As a DNA-biochemist he was interested in the possible connection between the bacterial chromosome and the plasma membrane in Escherichia coli. He was attracted by the new technique of freeze-fracturing developed in Zürich and applied in our lab to bacteria by Nanne Nanninga.
I was thrilled by this great, gentle american, who also showed interest in my project on the effect of detergents on the structure of the E. coli nucleoplasm (nucleoid). I remember how he criticized my work in a very quiet but knowledgeable way. Although I now see with great astonishment that I did not acknowledge him in my very first paper in 1970, I vividly remember how he helped me with writing and composing it. I acknowledged him at least in one of the last papers I discussed with him (on DNA segregation; Mol. Microbiol. 33, 959, 1999) for his corrections and advice.


Electron micrograph of a shadowed replica from frozen and fractured E. coli cells, showing the inner membrane face (IMF) of the plasma membrane.








He decided to apply the freeze-fracture technique to plasmolyzed E. coli cells. On Saturday(s) I would bring him and his two sons from their house in Laren to the lab. While patiently waiting for the machine to reach vacuum, I still see them playing their different recorders in that gruesome freeze-fracture room.

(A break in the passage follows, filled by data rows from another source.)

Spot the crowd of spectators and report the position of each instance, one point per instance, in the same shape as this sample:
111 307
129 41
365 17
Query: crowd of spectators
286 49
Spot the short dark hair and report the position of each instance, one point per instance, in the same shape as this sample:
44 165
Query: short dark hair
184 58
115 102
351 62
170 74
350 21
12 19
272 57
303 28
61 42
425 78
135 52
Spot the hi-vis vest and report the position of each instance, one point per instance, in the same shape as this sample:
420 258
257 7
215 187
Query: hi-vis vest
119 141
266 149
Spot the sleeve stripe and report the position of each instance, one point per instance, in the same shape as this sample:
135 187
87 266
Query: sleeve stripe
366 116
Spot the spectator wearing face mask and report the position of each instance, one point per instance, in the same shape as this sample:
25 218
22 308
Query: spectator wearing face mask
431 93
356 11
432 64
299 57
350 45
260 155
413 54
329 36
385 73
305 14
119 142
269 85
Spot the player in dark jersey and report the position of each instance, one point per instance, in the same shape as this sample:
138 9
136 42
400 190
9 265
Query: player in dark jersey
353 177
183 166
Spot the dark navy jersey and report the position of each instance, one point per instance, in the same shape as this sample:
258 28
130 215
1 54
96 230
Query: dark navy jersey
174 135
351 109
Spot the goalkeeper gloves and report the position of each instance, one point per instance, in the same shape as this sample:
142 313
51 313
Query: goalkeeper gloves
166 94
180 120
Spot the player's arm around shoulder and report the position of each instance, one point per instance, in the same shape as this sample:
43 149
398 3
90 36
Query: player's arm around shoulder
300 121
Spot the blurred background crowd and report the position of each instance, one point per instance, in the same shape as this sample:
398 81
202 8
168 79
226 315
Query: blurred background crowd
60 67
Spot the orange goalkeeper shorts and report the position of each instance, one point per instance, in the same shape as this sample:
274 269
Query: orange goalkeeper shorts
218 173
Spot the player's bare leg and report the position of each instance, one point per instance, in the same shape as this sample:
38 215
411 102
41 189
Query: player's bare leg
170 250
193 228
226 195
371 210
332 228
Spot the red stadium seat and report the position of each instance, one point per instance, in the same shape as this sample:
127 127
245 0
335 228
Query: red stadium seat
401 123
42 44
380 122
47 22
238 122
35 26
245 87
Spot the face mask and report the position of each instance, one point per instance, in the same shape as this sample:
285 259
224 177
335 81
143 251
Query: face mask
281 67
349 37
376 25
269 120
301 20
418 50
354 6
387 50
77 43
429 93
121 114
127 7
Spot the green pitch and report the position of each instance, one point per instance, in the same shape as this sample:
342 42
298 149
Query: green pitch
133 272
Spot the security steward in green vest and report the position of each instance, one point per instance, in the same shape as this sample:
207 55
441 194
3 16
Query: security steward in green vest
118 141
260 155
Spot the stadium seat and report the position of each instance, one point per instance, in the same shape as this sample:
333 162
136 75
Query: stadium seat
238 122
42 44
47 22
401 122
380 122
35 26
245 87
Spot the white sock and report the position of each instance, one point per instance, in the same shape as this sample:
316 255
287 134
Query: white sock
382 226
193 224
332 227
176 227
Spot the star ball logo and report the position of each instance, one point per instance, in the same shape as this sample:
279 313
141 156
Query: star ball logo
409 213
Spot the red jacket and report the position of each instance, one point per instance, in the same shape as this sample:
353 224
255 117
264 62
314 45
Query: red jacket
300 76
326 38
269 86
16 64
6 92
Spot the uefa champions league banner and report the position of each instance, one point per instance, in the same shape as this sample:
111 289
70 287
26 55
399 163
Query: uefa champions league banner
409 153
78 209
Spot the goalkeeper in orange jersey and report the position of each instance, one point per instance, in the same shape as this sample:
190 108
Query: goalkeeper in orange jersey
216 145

Several years later, coming with my wife and friends to an Asilomar conference, we enjoyed the most generous hospitality of LeRoy and his wife Mary Grace. Many visits to Bryant Street and the lab would follow. Every time when attending the group meetings at Stanford, I was impressed by the presentations of the students, the remarks of Arthur Kornberg and by the discussions with Arthur and LeRoy afterwards.

Group meeting circa 1984: from left to right, LeRoy Bertsch, Kazuhisa Sekimizu, Arie van der Ende, Tania Baker Satoko Maki, Tohru Ogawa, Hisaji Maki, Barbara Funnell. From Robert S. Fuller. Nature Structural and Molecular Biology 15, 2-17 (2008).

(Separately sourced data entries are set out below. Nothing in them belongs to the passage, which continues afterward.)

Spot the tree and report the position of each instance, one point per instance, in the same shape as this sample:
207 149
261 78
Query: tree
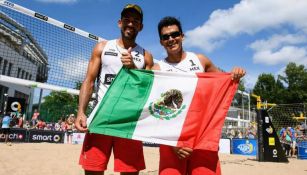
57 105
296 80
266 87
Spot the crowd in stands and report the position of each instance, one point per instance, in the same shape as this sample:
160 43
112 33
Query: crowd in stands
290 136
64 124
241 133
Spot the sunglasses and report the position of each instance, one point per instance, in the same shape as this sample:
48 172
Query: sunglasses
173 35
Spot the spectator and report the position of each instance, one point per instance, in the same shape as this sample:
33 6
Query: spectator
6 124
69 127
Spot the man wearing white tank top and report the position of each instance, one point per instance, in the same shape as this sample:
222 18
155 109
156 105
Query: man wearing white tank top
107 59
184 160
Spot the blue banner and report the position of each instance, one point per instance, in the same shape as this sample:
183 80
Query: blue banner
302 150
247 147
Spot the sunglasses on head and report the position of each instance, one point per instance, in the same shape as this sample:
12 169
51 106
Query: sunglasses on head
173 35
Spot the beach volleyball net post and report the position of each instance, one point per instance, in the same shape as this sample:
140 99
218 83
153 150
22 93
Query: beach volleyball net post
39 52
290 123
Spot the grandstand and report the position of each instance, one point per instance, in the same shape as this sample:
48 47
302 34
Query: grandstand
54 55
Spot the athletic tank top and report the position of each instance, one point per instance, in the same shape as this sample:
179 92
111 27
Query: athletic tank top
191 63
111 64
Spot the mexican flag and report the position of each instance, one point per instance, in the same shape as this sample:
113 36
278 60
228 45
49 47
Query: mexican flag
177 109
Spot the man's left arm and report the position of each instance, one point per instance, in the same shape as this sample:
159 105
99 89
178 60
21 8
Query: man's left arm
148 60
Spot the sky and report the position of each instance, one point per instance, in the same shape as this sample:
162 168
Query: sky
262 36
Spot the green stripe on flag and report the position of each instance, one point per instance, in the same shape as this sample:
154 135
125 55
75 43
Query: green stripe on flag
121 107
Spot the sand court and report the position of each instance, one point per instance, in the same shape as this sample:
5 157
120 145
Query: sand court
62 159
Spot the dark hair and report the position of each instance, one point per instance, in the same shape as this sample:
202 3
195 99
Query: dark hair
132 7
169 21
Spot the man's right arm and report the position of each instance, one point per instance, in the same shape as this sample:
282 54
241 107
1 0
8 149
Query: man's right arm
88 86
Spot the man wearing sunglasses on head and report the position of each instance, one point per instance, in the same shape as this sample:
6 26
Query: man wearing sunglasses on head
184 160
107 59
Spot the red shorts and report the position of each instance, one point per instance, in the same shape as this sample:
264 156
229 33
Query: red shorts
199 163
96 151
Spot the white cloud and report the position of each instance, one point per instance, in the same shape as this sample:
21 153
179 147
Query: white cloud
280 49
248 17
58 1
76 69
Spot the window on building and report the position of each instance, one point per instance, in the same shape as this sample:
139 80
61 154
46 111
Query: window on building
10 69
21 95
18 72
1 59
22 74
4 67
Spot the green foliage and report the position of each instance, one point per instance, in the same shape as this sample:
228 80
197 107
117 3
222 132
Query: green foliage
290 88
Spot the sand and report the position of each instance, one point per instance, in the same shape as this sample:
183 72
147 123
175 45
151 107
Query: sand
62 159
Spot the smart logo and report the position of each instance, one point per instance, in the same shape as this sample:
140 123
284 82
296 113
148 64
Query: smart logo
246 148
46 138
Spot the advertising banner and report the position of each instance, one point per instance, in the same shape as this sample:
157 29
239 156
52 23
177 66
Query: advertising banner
36 136
16 105
246 147
302 150
16 135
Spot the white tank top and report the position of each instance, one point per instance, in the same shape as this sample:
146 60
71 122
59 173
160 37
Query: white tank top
111 64
191 63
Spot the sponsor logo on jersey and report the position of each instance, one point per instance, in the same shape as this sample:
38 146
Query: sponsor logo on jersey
111 53
108 78
194 68
169 106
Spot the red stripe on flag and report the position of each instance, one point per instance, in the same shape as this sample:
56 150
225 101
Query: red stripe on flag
205 118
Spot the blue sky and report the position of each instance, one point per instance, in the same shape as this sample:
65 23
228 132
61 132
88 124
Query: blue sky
262 36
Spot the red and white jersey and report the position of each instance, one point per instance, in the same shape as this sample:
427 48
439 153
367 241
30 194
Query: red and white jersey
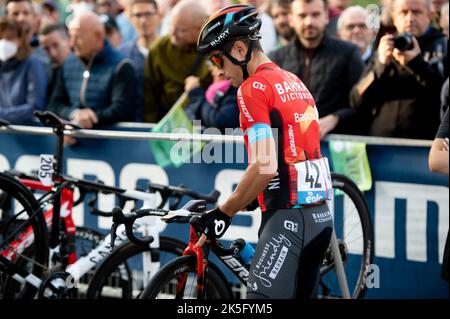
275 103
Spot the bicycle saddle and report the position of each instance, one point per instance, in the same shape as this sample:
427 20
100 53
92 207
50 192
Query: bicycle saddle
4 123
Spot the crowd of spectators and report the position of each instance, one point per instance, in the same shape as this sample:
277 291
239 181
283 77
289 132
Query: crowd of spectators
99 62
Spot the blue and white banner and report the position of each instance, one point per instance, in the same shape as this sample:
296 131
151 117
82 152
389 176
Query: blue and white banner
409 205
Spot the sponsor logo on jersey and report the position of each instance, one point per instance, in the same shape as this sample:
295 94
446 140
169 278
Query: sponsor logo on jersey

April 4th, 2006. Arthur Kornberg, LeRoy Bertsch and Naryan.


Once, when visiting Amsterdam around 1989, I told LeRoy that I wanted to measure the superhelicity of chromosomal DNA under different growth conditions by using plasmids. Thoughtful and patiently he explained to me the pitfalls of such isolations and measurements. Later, when understanding more about DNA-topoisomers, I was grateful for his advice which I had followed up: "Don't go into that technical jungle!"



But he did not only point me the way in DNA biochemistry. For Lidie and me, LeRoy and Mary Grace showed us "the american way": how to hold and eat a big Hamburger and to enjoy a real milkshake; they explained us american football and politics, showed us Yosemite and Monterey and told us stories about the civil war and "el Camino Real". Later, when long walks had become too difficult, he waited patiently in his green colonels-car until I had spotted my birds at, for instance, Elkhorn Slough or Pinnacles National Parks.







Mary Grace and LeRoy Bertsch, 2015.

We will remember their unsurpassed hospitality in Palo Alto, which included lending us their VW-bus in 1974 for a drive throughout the South-West and Mary Grace's Toyota in 2014 for visiting San Diego; LeRoy's carefully prepared oranges for breakfast; during our walks Mary Grace's stories about computer-celebrities in their neighborhood; their friendliness and friendship.


Mary Grace, we hope to see you soon again!